Tuesday, February 7, 2012

Spinach and Artichoke Dip Casserole

For the few people who read my little blog, I'm warning you right now: this is the sloppiest post I think I have ever done. The problem was I ate breakfast at 11 am and I didn't get a chance to start cooking this until 8 pm. Needless to say, I was extremely hungry. I was taking pictures very fast with little regard for how they looked just so I could get this sucker in the oven so I could eat.

However, this is a truly delicious casserole and I still felt I needed to share it with you.

You will need: bacon, onion, mushrooms, flour, chicken stock, cooked chicken (I went the hungry/lazy route and just bought a rotisserie chicken from Kroger), spinach and artichoke dip (I used frozen), sour cream, and orzo pasta.

Also you will need a can of cream of mushroom soup which I forgot to put in my casserole all together. I'm telling you, I am not a functional person when I'm hungry.

And pretend there is a picture of all of the ingredients up there. I need help. Does someone with a good camera/camera skills want to come take photos for me?


Begin by frying up some bacon until crisp. While this is going would be a good time to chop some mushrooms and an onion.


Put the bacon on a paper towel lined plate and set aside.


Pour off all the bacon drippings except for about a tablespoon and add some butter to the same pan.

Same pan=more flavor.


Now add some mushrooms and onions to the pan. I know you can't really see the onions in this photo, but I promise they are there.
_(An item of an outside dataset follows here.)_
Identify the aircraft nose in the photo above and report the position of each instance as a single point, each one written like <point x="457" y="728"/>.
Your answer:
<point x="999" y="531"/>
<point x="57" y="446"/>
Now once the mushrooms and onions are all cooked, add a few tablespoons of flour to the pan and stir it around for a few minutes. For those of you who also have issues turning Food Network off, we're making a roux!


Next pour in some good old white wine. Then pour yourself a glass and drink it while you finish this recipe.


Next pour in a little chicken stock. Keep this around. If the sauce gets to thick, pour some more in.


Next add in all of your chicken.


Now add in the awesome spinach and artichoke dip. I love this stuff. Everyone loves this stuff. And technically, it has vegetables in it so it must be healthy.

Right?


Now add in the sour cream and pretend that I also added a can of cream of mushroom soup. This is why I need to write my recipes down. I always forget something when I try to duplicate them if I don't.


OK, a lot happened in this photo, I know, but I really was hungry. At some point while making the sauce mixture, you should cook a box of orzo pasta. Oops. Now mix that with the sauce and pour into a greased 9x13 casserole dish. Now top with that bacon we cooked earlier. I also added some parmesan cheese to the top that I happened to have laying around in the fridge. But it's great without it too.


Now place it in a 350 degree oven for about 30 minutes or until it's all golden on top like this.

Enjoy!

Spinach and Artichoke Dip Casserole
Serves:8

Ingredients:
  • 5 slices bacon
  • 2 Tbsp butter
  • 1 medium onion, chopped
  • 16 oz. baby bella mushrooms, sliced
  • 2 Tbsp flour
  • 1/2 cup wine
  • 1/2 cup chicken stock (more if sauce is too thick)
  • 2 cups cooked, shredded chicken
  • 2 packages frozen spinach and artichoke dip, heated through
  • 1/2 cup sour cream
  • 1 can cream of mushroom soup
  • 1 lb orzo pasta, cooked
  • 1/2 cup parmesan cheese (optional)
Instructions:
  1. Preheat oven to 350.
  2. In a large saucepan, cook the bacon until crisp. Set aside on a paper towel lined plate and pour off all but 1 Tbsp of the drippings. Add the butter, mushrooms, and onion to the pan.
  3. Once the veggies are cooked, add the flour to the pan and stir for a few minutes. Next add in the wine and chicken stock.
  4. Next add in the chicken, dip, sour cream, and soup. Stir for a few minutes. If at any time the sauce gets too thick, add in some more chicken stock.
  5. Mix the sauce with the orzo and pour into a greased 9x13 casserole dish. Top with crumbled bacon and parmesan cheese. Bake at 350 for 30 minutes or until golden brown.